Durante muchos años estuve alejada de la Iglesia católica. De chica fui criada bajo la fe cristiana y disfrutaba de ir todos los domingos a misa, hasta que empecé a sentir que esa iglesia condenaba mi ser, mi existencia. Con el tiempo, me di cuenta de que eran los hombres que manejaban la institución quienes me alejaban de ella, pero tuve que vivir unos cuantos años con esa sensación extraña de orfandad de la fe. Me costaba creer que Dios despreciara mi ser. Él nos creó, nos decían. Yo ya no podía ni quería luchar contra mi naturaleza y ellos me repetían que lo que yo era estaba mal. Ese argumento me separó de la religión, pero aun así, mi corazón siempre había estado unido a la idea de la existencia de Dios. Volví a ella gracias a Francisco, así que sentí una tristeza profunda y un vacío cuando me enteré de su fallecimiento.

Cuando nacieron mis hijxs quería que se bautizaran. Era un deseo que teníamos con Pablo, que se veía como un gran desafío: que los hijxs de una mamá travesti, alejada de la Iglesia en ese momento, fueran aceptadxs y bautizadxs. Con Pablo le dábamos vueltas al asunto: ¿cómo lo íbamos a lograr? Como si fuera obra del Señor, tuvimos la suerte de conocer a un curita en ese momento, que conducía una parroquia en una villa de Tigre. Se llama Jorge García Cuerva y hoy es arzobispo de la ciudad de Buenos Aires. Un ser encantador, que nos dijo: “Yo voy a bautizar a sus hijos”. La felicidad que teníamos era tan inmensa como el miedo. No quería que rechazaran a mis hijxs por su mamá trava, no quería causar ningún escándalo. Lo único que deseábamos con Pablo era bautizarlos. Pensamos, en ese momento, que lo podíamos hacer a escondidas, en algún hotel perfil bajo, y recuerdo que cuando se lo comentamos a García Cuerva, se quedó pensando. Al día siguiente me llamó por teléfono y nos dijo que había hablado con el arzobispo de la ciudad de Buenos Aires --en ese entonces, Jorge Bergoglio-- y le había comentado la situación. La respuesta de Jorge Bergoglio fue contundente: “De ninguna manera: esos niños no tienen por qué esconderse. Serán bautizados en una iglesia. En la iglesia más linda Buenos Aires”. Y así fue: los bautizamos en la Basílica del Santísimo Sacramento.

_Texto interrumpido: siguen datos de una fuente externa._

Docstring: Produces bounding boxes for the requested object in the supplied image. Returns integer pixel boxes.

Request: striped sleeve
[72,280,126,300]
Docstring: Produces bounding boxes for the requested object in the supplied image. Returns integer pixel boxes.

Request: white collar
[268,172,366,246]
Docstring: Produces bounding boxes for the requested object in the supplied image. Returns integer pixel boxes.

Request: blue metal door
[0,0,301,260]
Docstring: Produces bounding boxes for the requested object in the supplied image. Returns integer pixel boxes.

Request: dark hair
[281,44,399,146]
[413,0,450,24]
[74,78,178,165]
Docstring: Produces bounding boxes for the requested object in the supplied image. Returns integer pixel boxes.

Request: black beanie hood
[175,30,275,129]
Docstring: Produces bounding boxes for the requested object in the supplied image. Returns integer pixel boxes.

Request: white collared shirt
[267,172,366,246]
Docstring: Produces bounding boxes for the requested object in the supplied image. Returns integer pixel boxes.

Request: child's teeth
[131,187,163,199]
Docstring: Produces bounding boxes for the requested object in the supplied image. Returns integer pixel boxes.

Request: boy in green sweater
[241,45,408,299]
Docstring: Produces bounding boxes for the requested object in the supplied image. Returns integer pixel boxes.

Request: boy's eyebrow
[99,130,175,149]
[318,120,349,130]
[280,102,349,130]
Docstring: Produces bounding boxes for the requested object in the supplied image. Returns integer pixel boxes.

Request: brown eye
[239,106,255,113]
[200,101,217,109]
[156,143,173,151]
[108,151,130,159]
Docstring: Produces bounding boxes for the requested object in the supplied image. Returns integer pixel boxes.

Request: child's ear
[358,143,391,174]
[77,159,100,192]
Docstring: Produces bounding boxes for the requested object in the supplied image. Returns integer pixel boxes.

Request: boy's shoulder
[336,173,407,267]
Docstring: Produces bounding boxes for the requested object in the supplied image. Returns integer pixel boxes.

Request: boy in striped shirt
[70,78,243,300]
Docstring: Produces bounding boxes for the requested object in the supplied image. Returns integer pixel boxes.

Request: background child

Ese fue el papa Francisco, el papa de los excluidos. El que repetía sin parar “yo quiero una iglesia sin puertas, una iglesia para todos que entren todos”. El que decía que los ideólogos falsifican el Evangelio y que cualquier interpretación ideológica, venga de una parte o de otra, es eso: una alteración. Con todas las contradicciones de la Iglesia católica, en un mundo cada vez más inhumano y cruel, elijo la iglesia del papa Francisco, la de los excluidos.

En su paso hacia la inmortalidad, le rindo homenaje a un hombre que no solo fue el líder de la Iglesia católica, sino un verdadero apóstol del amor y la humanidad. El papa Francisco, con su humildad y autenticidad, me volvió acercar a la fe católica de una manera nueva y vibrante. Su generosidad de espíritu se reflejó en su compromiso con los humildes, los migrantes, las travas y aquellxs que han sido olvidadxs por una sociedad que a menudo prioriza el beneficio personal sobre el bienestar colectivo. Su mensaje resonó con un amor que trasciende barreras, recordándonos que todos somos hijos de Dios. Además, su acogida hacia el colectivo LGBTQ+ fue un testimonio poderoso de su creencia de que el amor es lenguaje universal. Como él mismo dijo: el amor siempre es más fuerte que cualquier división. Nos enseñó que la dignidad y la compasión son esenciales en nuestra interacción con los demás, independientemente de cómo se identifiquen. Su llamado a abrir los ojos ante los hambrientos nos recordó que la indiferencia es el peor pecado, y la verdadera fe se manifiesta en actos de amor hacia quienes más lo necesitan. Nos inspiró a participar la empatía y la comprensión en todos los aspectos de nuestras vidas.

Hoy, cuando miro al cielo, siento que su luz brilla intensamente, guiando y cuidando de nosotros desde lo alto. Querido papa Francisco, tu amor omnipotente y tu voluntad de servir a los más vulnerables dejarán una huella imborrable en el corazón de la humanidad. Con el corazón abierto y lágrimas, te agradezco por haber sido un faro de esperanza y fe en mi vida. Gracias por recordarnos la importancia de amar sin límites, de abrazar a los que están heridos y de nunca dejar de buscar la paz de Dios. Querido papa, tu legado de amor perdurará en nosotros eternamente.